Top Tips from the Pros: Gillian Gibree
As the popularity of SUP has exploded in the past few years, so has the number of participants in SUP yoga, many of whom rave about the added challenge of holding poses while on the water. And if we were asked to name just one person who's leading the SUP yoga revolution, it'd be no contest: Gillian Gibree.

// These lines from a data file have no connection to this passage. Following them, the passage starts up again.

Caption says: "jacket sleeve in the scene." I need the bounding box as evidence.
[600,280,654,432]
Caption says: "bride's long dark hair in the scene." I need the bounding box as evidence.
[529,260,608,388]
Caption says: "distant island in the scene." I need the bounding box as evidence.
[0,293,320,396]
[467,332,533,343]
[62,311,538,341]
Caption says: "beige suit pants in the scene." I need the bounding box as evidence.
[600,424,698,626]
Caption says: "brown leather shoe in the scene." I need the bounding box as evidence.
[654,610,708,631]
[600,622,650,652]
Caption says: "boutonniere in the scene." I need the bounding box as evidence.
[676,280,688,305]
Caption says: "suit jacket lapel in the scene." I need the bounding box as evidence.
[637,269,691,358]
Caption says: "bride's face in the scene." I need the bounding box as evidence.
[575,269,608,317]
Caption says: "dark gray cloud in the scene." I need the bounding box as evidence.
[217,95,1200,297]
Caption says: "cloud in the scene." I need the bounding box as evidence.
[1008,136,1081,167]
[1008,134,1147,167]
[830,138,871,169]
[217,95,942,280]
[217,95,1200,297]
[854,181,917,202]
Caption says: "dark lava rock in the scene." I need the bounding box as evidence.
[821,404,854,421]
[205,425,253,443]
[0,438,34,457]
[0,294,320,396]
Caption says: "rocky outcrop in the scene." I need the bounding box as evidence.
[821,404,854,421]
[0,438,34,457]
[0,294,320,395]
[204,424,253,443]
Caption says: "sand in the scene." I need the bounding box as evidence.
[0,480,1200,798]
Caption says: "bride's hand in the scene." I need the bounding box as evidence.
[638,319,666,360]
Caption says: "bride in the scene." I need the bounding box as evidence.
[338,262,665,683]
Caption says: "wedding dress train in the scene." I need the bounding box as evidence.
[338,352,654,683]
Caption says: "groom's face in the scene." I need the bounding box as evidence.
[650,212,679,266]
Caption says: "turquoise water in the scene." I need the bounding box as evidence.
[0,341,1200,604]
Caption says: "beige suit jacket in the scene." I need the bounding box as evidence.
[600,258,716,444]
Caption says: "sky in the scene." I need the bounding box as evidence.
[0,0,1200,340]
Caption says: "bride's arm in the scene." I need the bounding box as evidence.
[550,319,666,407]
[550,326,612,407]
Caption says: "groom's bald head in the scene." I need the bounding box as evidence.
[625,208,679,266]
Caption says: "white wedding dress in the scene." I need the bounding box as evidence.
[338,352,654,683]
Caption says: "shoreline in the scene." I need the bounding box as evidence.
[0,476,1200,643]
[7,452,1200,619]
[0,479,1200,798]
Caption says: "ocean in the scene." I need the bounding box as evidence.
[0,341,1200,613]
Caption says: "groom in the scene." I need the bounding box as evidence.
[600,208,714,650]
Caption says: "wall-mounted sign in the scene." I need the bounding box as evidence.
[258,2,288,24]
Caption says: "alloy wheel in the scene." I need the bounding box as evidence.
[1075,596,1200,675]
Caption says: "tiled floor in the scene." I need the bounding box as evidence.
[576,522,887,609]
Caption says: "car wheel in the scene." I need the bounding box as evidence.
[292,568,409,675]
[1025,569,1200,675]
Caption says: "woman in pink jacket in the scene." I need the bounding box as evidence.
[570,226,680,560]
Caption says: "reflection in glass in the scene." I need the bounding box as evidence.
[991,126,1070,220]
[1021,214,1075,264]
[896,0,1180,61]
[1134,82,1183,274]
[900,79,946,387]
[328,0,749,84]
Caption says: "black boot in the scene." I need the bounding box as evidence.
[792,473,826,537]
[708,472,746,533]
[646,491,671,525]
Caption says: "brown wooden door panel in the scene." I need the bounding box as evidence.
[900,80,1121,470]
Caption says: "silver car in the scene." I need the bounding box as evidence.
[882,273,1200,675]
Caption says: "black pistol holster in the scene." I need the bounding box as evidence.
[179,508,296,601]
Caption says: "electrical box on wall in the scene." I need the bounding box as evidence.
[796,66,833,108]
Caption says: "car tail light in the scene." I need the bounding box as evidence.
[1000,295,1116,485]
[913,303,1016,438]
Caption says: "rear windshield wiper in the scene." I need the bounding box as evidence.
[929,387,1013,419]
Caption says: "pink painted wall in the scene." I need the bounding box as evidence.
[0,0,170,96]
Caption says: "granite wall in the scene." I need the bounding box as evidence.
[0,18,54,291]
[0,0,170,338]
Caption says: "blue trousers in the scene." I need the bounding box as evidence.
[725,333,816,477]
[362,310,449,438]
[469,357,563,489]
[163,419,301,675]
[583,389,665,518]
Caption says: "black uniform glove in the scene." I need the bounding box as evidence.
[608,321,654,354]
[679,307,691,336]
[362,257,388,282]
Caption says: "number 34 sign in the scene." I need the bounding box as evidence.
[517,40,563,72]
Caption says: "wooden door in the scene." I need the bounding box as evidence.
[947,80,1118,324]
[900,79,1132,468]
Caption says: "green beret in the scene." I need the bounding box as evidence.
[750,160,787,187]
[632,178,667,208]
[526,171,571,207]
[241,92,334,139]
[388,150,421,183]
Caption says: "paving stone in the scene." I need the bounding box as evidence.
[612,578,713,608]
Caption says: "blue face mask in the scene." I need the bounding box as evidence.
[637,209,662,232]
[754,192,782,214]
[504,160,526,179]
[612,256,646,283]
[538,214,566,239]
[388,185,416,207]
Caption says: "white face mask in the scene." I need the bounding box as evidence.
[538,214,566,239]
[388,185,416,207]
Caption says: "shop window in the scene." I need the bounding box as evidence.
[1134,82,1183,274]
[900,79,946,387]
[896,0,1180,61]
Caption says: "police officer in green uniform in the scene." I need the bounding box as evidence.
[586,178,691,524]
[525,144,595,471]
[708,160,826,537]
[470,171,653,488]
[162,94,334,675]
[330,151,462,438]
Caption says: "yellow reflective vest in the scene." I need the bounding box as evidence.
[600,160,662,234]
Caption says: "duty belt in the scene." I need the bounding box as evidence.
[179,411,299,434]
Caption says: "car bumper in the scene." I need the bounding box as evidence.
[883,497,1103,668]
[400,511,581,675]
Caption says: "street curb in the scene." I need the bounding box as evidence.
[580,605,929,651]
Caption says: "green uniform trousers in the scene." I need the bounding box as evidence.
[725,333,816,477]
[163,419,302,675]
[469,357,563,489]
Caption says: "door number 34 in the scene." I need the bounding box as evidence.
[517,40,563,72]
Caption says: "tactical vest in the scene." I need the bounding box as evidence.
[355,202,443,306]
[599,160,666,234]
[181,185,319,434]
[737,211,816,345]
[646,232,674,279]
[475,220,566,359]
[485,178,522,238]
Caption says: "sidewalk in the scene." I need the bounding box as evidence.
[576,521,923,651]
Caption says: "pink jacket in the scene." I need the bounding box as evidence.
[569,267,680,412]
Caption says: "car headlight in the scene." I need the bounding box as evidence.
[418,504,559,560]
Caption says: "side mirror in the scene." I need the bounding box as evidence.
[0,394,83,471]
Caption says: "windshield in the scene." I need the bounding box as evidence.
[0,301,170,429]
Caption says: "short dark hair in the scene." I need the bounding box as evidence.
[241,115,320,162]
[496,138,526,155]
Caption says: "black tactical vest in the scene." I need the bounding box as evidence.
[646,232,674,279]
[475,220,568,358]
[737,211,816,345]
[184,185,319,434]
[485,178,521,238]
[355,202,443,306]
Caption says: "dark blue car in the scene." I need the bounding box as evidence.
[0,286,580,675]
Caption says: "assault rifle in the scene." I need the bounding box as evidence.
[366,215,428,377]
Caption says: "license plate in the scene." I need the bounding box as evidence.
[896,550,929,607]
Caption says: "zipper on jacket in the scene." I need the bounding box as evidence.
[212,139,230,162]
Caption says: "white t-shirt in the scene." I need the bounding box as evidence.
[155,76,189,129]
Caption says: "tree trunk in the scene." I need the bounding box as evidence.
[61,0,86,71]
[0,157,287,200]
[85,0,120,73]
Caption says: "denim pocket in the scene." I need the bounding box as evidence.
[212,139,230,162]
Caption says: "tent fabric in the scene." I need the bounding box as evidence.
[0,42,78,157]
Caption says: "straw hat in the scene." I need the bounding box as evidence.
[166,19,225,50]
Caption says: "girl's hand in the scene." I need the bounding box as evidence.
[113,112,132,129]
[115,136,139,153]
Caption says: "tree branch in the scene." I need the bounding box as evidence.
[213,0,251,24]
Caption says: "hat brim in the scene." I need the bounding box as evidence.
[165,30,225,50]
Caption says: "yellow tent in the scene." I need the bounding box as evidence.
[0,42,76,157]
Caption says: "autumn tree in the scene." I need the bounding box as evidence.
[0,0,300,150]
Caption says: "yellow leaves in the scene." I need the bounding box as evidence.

In addition to helping people worldwide launch SUP yoga and fitness businesses (and landing the cover of Yoga Journal), the San Diego resident is also pretty handy with a paddle, too, as shown by her win in the distance event at the 2014 GoPro Mountain Games in Vail and 3rd place at the 2014 Payette River Games. SUPthemag.com's Brody Welte from PaddleFit caught up with Gibree to get her top three yoga poses for paddlers. —Phil White
1. Half Moon Pose
"The half moon gives you a nice stretch in the obliques, which often get tight from paddling," Gibree said. To start, lace your hands together over your head and aim your "pointer" fingers toward the sky. Then, move your hips slightly to the left as you pull your arms slowly to the right. Your body should now be in the half moon pose. If this is too difficult, just drop your right hand down against your side and keep the left arm extended. Hold the position for 10 to 15 deep breaths and then switch sides.
2. Eagle Arms Pose
Your shoulders and upper arms take a beating when you spend a lot of time paddling, and the eagle arms pose can help relieve tension in these areas. First, draw your hands over your head. Next, sweep your right arm under your left so your elbows cross and wrists and palms are touching. Then, move your elbows slowly and smoothly side to side or raise your arms upwards to get a different stretch. "You can also make circular motions to really open up the shoulder blades," Gibree said.
While it's your back and back of the shoulders that often hold tension after repeated on water sessions, "the front of the shoulders and chest can also get tight," Gibree said. That's where the chest opener pose comes in. First, interlace your hands behind your back and draw your shoulder blades together. You can then either lift your chin to direct your gaze skyward, or fold forward as you exhale and draw your hands over your head, with arms still straight. These two variations will help open up your chest and the front of your shoulders.